LONDON (Reuters) - The kidnapping of 200 Nigerian girls and several recent horrific murders of women is expected to raise pressure on the world community to take concrete action to punish those responsible for sexual violence at a global summit in London this week.
Invited by Hollywood actress Angelina Jolie and British Foreign Secretary William Hague, government ministers, military and judicial leaders and aid workers from about 150 nations will join the first global summit to end sexual violence in conflict.
The June 10-13 summit follows a run of shocking cases of violence against women including the kidnap of schoolgirls by Islamist Boko Haram, the stoning to death of a pregnant woman in Pakistan in a so-called “honour killing”, and the gang-rape and murder of two Indian teenagers who were hanged from a tree.
Hague said too often those who committed these crimes never faced justice and the summit would agree the first international protocol on how to document and investigate sexual violence in conflicts.
“Often it is the lack of evidence that means that these things go unpunished,” Hague told Sky television on Sunday.
“Now this will lead to prosecutions. None of this will be achieved overnight but this is a problem which has been getting worse in recent decades and is utterly unacceptable in the 21st century.”
The conference, with 1,200 attendees including U.S. Secretary of State John Kerry, will be co-hosted by Hague and Jolie, special envoy of the UN High Commissioner for Refugees (UNHCR), who joined forces in 2012 to tackle rape and sexual violence in conflict and post-conflict situations.
Oscar-winner Jolie’s involvement in humanitarian issues dates back to 2001 when she travelled to Sierra Leone as a UNHCR Goodwill Ambassador and was horrified to see the impact of years of civil war when an estimated 60,000 women were raped.
The unlikely pair have travelled together to witness the legacy of sexual violence in war and the work to help victims.
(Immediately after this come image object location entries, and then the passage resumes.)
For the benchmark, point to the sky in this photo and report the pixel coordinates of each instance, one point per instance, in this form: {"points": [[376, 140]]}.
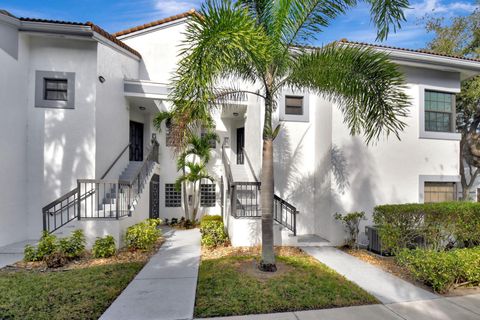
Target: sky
{"points": [[122, 14]]}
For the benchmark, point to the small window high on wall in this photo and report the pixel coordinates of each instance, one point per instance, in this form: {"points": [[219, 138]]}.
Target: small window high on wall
{"points": [[439, 111], [439, 191]]}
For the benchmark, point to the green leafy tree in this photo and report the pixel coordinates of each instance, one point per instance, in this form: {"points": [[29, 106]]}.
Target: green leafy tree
{"points": [[261, 43], [461, 37]]}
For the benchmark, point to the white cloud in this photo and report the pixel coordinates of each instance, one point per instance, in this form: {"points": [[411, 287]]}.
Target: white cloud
{"points": [[172, 7], [420, 9]]}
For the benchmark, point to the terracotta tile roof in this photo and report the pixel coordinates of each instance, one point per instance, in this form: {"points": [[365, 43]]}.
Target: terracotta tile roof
{"points": [[93, 26], [156, 23], [408, 50]]}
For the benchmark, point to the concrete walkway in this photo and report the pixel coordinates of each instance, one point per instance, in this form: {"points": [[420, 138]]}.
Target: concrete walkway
{"points": [[165, 288], [386, 287], [457, 308], [13, 252]]}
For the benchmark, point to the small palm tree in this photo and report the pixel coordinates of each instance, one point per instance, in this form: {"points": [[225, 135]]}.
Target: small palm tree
{"points": [[194, 174], [261, 43]]}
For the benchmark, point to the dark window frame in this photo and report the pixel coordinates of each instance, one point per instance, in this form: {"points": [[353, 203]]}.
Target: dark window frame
{"points": [[173, 198], [429, 112], [208, 195], [290, 106], [56, 82]]}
Earlier this year they went to Bosnia where more than 100,000 people, most of them civilians, were killed in the 1992-95 war when an estimated 20,000 women were believed raped.
Figures from UNICEF estimate an average of 36 women and girls are raped daily in the Democratic Republic of Congo where up to 200,000 women have suffered sexual violence since 1998.
Alice Allan, head of advocacy at CARE International, said the world had been horrified by several recent cases of violence on women which would raise the bar at the summit.
“Violence against women is not new but social media has helped bring these cases to the fore and helped galvanise governments to commit to taking action,” Allan told Reuters.
“These cases have been horrific but hopefully it will lead to greater action this week and public commitments from governments to which they will be held accountable.”
The summit comes after Hague and Jolie last year launched a Declaration of Commitment to End Sexual Violence in Conflict that pledged to end impunity, promote accountability, and provide justice and safety for victims of sexual violence.
So far about 150 countries have signed the declaration that calls for funding to tackle violence and help survivors, improved collection of data and evidence for court action, and a ban on amnesties for sexual violence in peace agreements.
All signatory countries were invited to the London summit where the fate of the missing Nigerian schoolgirls will be debated at a ministerial meeting on Thursday.
But the need for concrete action after four days of talking at the summit was seen as critical if there was to be progress.
“Just because Burma signed the international declaration on sexual violence, it doesn’t mean they will do anything about it. There should be a six-month deadline for seeing implementation of the declaration in Burma,” said Zoya Phan, campaign manager at Burma Campaign UK.